Seperti diberitakan, proyek jalan layang sepanjang 29,7 kilometer itu akan dibagi menjadi lima seksi. Yakni simpang atau junction Sawojajar dan exit tol di Kedungkandang, Pakisaji, Gondanglegi, dan Kromengan. Sedangkan dari hasil FS 2021 lalu, exit tol direncanakan ada empat. Yakni masuk di wilayah Kota Malang, Pakisaji, dan Kepanjen. Anggarannya mencapai Rp 10,7 triliun. Karena dinilai terlalu besar, FS disusun ulang.
Kepala Badan Perencanaan Pembangunan Daerah (Bappeda) Kabupaten Malang Tomie Herawanto mengatakan, Pemkab Malang menyampaikan dua usulan penambahan pintu keluar (exit) tol.
”Kami mengusulkan tambahan exit tol menuju SMA Taruna Nusantara di Pagak dan kawasan industri di Bululawang yang akan terkoneksi dengan Jalan Gondanglegi-Balekambang,” ujar Tomie.

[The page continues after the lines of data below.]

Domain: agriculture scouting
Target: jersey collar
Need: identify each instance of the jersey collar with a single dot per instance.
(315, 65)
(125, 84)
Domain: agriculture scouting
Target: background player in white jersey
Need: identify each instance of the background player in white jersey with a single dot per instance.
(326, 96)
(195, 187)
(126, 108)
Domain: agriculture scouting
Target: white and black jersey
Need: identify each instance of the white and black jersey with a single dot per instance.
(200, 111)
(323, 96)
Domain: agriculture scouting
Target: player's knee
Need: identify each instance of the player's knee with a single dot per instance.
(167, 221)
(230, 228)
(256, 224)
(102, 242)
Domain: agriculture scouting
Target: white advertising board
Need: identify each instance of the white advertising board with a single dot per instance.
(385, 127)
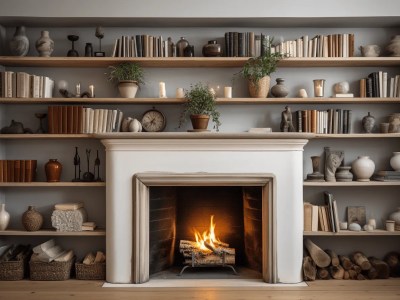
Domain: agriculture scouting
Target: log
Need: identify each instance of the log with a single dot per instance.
(318, 255)
(334, 258)
(309, 269)
(361, 260)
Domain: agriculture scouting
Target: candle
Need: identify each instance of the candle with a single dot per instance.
(162, 93)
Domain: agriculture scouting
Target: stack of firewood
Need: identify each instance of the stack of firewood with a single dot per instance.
(320, 264)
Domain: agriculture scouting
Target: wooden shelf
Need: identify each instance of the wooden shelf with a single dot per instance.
(193, 62)
(377, 232)
(50, 232)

Penambahan tersebut bertujuan meningkatkan konektivitas di Malang selatan. Sebab, SMA Taruna Nusantara menjadi sarana pendidikan berskala nasional yang siswa-siswinya berasal dari seluruh Indonesia. Dengan adanya jalan tol, diharapkan dapat memudahkan siswa maupun keluarganya untuk mobilisasi.

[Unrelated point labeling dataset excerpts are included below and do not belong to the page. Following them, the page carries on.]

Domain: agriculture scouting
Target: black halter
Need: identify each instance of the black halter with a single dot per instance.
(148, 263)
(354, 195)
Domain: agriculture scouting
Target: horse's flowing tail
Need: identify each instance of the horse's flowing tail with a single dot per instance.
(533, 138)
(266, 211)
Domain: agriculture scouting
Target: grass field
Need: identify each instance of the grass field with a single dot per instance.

Selain itu, Tomie melanjutkan, juga meningkatkan perekonomian di kawasan industri Bululawang. Sekaligus menggaet wisatawan menuju pantai selatan.
“Tahun depan, jalan nasional dari Gondanglegi menuju Balekambang juga akan selesai. Jadi, jalan tol tersebut juga akan menjadi bagian yang terkoneksi dengan Jalan Lintas Selatan (JLS),” imbuh pejabat eselon II B Pemkab Malang itu.

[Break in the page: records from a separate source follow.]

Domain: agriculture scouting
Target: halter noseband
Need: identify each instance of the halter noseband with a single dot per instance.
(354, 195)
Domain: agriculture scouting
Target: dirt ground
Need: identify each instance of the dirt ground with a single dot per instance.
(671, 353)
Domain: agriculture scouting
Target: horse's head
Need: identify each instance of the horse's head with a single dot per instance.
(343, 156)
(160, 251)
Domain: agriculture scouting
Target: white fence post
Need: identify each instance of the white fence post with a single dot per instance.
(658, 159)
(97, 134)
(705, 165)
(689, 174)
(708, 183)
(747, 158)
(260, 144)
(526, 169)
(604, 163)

Sebagai informasi, proyek tersebut sudah masuk ke dalam Rencana Pembangunan Jangka Menengah Daerah (RPJMD) Kabupaten Malang 2025-2029 dan Rencana Pembangunan Jangka Panjang Daerah (RPJPD) Kabupaten Malang 2025-2045.
“September Insya Allah sudah lelang dokumen perencanaannya, kemudian 2027 mulai pembebasan lahan,” kata Tomie.
Usulan pembangunan jalan layang juga sudah masuk Peraturan Presiden (Perpres) Nomor 80 Tahun 2019 tentang Percepatan Pembangunan Ekonomi di Kawasan Gresik - Bangkalan - Mojokerto - Surabaya - Sidoarjo - Lamongan, Kawasan Bromo - Tengger - Semeru, serta Kawasan Selingkar Wilis dan Lintas Selatan. Serta Keputusan Menteri (Kepmen) Pekerjaan Umum dan Perumahan Rakyat (PUPR) Nomor 367/KPTS/M/2023 tentang Rencana Umum Jaringan Jalan Nasional Tahun 2020-2040. (yun/dan).